Data Structure Inside ImagingTrial¶
AnnData sub-module for storing multi-modal data¶
The AnnData library is used in the anndata submodule to store imaging+ data in a highly intuitive, efficient and multi-functional format.
The anndata table is used to store:
.X: ROI extracted imaging data in the main data matrix (dimensions: # of ROIs x # of frames)
.var: Multiple channels of 1-D temporal series data as synchronized variables (dimensions: # of channels x # of frames)
.obs: annotations of ROIs (dimensions # of ROIs x # of ROI annotations collected)
.layers: Further processing on the main data is added as additional layers (dimensions: # of ROIs x # of frames). For instance, dFF normalization of the raw data is added as the
dFFlayer to the existing data table.
In keeping with AnnData conventions, the data structure is organized in n observations (obs) x m variables (var), where observations are suite2p ROIs and variables are imaging frame timepoints. The rest of the AnnData data object is built according to these dimensions.
For instance, the metadata for each suite2p ROI stored in Suite2p’s stat.npy output is added to trialobject.data under obs and obsm (1D and >1-D observations annotations, respectively).
And the temporal synchronization data of the experiment collected in .paq output is added to the variables annotations under var.
The primary benefit of anndata is that it enforces an intuitive data structure and allows a workflow that maintains relationships between different data sources and types, including processed data.

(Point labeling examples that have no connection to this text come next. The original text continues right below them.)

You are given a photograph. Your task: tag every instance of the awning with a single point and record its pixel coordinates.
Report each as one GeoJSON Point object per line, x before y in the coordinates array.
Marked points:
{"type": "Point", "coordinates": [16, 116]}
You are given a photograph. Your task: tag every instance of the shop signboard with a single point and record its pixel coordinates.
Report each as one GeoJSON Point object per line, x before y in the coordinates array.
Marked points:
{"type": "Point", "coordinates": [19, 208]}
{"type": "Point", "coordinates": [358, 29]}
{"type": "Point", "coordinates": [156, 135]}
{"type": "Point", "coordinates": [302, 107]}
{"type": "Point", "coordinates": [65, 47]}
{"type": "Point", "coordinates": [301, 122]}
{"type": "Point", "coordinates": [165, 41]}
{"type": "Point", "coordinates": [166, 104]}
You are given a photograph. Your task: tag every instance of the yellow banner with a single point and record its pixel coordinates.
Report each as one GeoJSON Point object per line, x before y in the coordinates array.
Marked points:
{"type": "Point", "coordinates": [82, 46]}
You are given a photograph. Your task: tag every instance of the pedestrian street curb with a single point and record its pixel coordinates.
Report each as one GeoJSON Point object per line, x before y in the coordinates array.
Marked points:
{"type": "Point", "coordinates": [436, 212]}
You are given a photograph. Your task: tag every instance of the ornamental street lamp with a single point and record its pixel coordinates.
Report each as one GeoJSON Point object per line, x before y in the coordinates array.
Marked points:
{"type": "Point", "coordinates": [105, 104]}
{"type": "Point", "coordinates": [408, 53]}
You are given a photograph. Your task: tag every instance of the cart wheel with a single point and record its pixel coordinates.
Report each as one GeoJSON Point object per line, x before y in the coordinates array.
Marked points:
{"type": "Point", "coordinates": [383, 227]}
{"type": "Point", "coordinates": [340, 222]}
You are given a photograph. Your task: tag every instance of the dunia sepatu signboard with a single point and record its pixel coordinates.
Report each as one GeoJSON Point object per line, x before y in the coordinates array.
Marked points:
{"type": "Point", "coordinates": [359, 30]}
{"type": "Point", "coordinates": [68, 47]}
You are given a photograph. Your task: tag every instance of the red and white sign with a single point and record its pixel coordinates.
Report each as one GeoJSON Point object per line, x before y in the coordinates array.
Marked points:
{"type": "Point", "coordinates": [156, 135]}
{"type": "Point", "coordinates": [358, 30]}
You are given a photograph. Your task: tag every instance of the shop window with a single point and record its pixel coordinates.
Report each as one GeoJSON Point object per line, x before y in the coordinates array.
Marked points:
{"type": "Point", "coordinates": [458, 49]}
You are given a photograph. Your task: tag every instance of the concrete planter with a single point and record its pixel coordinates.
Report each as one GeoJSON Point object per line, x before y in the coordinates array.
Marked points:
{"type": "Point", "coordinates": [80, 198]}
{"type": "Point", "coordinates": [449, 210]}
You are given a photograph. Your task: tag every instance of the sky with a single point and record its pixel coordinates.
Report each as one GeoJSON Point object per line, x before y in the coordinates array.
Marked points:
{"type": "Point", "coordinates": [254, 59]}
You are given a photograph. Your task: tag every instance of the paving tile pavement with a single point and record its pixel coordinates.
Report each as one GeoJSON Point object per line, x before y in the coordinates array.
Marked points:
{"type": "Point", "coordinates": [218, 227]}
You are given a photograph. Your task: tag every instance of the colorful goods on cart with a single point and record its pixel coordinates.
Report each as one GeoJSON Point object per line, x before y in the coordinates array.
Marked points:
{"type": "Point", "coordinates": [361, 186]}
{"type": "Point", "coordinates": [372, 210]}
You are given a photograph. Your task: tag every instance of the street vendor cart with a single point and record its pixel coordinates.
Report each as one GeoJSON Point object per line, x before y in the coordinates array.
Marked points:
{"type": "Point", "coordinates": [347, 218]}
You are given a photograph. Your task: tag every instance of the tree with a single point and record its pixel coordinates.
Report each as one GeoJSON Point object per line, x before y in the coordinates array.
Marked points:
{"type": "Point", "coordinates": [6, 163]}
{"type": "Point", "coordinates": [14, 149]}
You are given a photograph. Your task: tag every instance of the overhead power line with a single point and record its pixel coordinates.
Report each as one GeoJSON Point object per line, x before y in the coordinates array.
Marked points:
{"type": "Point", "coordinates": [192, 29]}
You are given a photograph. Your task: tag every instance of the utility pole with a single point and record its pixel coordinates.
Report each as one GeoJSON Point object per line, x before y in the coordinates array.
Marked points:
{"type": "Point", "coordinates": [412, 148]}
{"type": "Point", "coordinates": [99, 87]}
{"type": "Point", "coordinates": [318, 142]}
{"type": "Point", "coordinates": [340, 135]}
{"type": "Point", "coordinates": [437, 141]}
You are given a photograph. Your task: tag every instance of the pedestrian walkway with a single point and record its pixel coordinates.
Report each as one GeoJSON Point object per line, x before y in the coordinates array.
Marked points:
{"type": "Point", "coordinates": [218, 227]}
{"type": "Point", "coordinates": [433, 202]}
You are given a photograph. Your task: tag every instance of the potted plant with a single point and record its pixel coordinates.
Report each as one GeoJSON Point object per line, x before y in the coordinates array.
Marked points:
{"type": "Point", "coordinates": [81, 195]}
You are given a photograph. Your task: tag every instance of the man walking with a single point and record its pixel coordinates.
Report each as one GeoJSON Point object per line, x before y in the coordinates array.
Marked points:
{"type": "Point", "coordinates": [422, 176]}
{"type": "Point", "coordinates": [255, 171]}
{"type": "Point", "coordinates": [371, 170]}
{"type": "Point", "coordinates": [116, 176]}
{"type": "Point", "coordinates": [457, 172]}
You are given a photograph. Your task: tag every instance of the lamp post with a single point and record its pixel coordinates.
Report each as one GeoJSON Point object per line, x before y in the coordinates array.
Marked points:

Lastly, AnnData objects are highly scalable, allowing individual users to further modify and add observations and variables of their own as their experiment dictates. Note: since AnnData is an independent library, they have an implementation for unstructured data annotations, however usage of this feature is not recommended within the packerlabimaging ecosystem as unstructured data elements should be built as attributes of the trialobject.